Это, конечно, яростно отрицается всеми ортодоксальными лицами; и нерешительность, с которой гетеродоксы оспаривают их предположение, кажется, свидетельствует о его правильности. «В конце концов, — может сказать верующий с большим видом правды, — вы ведь не верите всерьез, что я могу ходить самостоятельно, раз вы так боитесь отобрать у меня костыли». Этот упрек вполне справедлив, и на него следует ответить честно. Считается, что цинизм и неверие неразрывно связаны; предполагается, что никто не может нападать на ортодоксальное вероучение, если он не способен сопереживать благороднейшим чувствам нашей природы. Противник, руководствующийся чисто интеллектуальными соображениями, был бы повергнут в трепет его моральной красотой, если бы не был лишен благоговения, чистоты и любви. Поэтому следует четко сказать, хотя это и невозможно подробно аргументировать, что эта позиция также представляется мне совершенно несостоятельной. Я отрицаю, что невозможно говорить правду, не подразумевая лжи; и я в равной степени отрицаю, что невозможно говорить правду, не иссушая источники наших самых святых чувств. Те, кто отстаивает утвердительный ответ на эти положения, кажутся мне худшими из скептиков, и они, безусловно, загнали бы нас в самую прискорбную из дилемм. Если мы не можем развивать наш интеллект иначе как ценой нашей моральной природы, то положение поистине тяжелое. На нечто подобное намекают католики, но я не понимаю, как кто-либо, воспитанный на протестантском учении, может расценивать это иначе как трусость и ложь. Позвольте мне в кратчайшем изложении сказать, почему, по сути, эта дилемма кажется мне иллюзорной. Что может сделать для нас христианская теология сейчас и чем она отличается от учения свободомыслия?
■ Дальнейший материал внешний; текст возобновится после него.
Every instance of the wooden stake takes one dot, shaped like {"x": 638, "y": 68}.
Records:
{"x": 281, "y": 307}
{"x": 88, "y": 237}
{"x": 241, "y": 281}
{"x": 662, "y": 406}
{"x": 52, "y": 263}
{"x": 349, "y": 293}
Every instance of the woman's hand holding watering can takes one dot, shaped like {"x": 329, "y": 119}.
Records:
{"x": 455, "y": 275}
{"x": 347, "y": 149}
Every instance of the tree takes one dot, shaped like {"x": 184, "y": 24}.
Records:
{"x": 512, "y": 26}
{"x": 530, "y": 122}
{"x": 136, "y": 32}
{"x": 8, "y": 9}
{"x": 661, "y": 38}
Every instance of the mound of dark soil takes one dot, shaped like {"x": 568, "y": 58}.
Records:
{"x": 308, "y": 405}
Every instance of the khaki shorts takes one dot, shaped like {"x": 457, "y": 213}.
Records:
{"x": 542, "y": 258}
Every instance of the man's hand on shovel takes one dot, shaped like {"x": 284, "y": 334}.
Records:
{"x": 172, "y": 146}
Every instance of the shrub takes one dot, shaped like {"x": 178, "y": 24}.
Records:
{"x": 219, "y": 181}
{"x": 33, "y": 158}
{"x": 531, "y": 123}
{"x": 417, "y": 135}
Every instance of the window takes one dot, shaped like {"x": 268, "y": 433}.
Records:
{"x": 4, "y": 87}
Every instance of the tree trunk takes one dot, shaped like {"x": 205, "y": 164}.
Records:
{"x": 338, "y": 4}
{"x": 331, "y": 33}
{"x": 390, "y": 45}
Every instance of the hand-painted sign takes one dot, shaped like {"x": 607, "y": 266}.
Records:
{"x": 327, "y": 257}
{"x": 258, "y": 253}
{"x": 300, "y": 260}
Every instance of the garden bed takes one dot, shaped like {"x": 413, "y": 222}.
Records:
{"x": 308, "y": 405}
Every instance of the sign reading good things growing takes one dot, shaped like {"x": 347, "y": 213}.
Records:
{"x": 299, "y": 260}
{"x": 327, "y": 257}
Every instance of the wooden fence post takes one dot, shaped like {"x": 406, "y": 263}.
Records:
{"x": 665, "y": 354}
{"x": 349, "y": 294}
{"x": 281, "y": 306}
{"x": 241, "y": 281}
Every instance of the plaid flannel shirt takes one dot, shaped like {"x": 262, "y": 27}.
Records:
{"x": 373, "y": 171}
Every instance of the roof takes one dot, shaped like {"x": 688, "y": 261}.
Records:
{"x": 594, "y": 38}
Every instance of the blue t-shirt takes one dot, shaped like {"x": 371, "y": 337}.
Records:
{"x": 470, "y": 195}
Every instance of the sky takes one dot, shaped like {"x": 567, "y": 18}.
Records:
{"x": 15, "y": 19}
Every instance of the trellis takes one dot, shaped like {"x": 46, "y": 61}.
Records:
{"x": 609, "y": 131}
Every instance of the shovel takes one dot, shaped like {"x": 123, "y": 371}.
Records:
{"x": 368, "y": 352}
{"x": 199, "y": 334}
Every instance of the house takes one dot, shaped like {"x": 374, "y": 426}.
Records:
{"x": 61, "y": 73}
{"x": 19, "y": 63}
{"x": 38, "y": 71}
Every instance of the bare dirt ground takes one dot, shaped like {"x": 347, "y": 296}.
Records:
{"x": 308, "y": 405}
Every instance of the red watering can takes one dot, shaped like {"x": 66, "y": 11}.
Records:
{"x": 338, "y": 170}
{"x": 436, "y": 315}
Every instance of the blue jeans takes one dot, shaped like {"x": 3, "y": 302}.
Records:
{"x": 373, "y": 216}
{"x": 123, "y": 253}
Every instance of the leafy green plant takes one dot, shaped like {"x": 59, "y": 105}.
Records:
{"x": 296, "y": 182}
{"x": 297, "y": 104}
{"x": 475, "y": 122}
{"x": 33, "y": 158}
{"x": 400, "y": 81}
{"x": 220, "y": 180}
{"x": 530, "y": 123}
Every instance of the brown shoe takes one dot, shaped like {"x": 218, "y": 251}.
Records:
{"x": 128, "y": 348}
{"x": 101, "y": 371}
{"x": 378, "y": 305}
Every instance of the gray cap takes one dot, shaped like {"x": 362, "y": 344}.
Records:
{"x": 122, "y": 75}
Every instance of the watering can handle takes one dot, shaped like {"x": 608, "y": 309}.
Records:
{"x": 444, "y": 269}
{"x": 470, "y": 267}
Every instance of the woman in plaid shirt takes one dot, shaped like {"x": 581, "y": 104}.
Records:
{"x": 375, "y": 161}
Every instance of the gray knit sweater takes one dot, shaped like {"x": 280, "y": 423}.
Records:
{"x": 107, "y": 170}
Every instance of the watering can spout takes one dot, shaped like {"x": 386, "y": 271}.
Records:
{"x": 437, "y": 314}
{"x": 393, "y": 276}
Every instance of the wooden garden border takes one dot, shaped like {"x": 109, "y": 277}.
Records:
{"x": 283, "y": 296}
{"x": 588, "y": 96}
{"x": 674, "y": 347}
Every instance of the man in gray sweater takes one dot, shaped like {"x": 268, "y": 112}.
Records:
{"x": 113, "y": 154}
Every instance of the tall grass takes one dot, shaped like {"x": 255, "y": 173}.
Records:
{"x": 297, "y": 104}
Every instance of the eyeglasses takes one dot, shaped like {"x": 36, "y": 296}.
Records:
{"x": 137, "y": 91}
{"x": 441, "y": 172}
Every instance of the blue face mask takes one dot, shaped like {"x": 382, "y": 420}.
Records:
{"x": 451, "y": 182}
Мир, насколько хватает нашего зрения, полон зла. Жизнь для многих — тяжкое бремя, и ни для кого она не является сценой безоблачного счастья. Бесполезно спрашивать, чего в целом больше — добра или зла, или решать, является ли такой вопрос чем-то иным, нежели вопросом о том, был ли мир в целом устроен так, чтобы соответствовать нашим вкусам. Проблема, представленная таким образом, совершенно непостижима при любой гипотезе. Теология столь же бессильна перед ней, как и наука. Наука, действительно, сразу устраняется от подобных вопросов; в то время как теология просит нас поверить, что эта «жалкая схема вещей» есть дело рук всемогущества, направляемого бесконечной благостью. Это, безусловно, не проясняет дело, если не создает дополнительных трудностей; и, соответственно, нам говорят, что существование зла — это тайна. В любом случае мы заходим в тупик: и единственная мораль, которую может дать либо наука, либо теология, заключается в том, что мы должны извлечь максимум из нашего положения.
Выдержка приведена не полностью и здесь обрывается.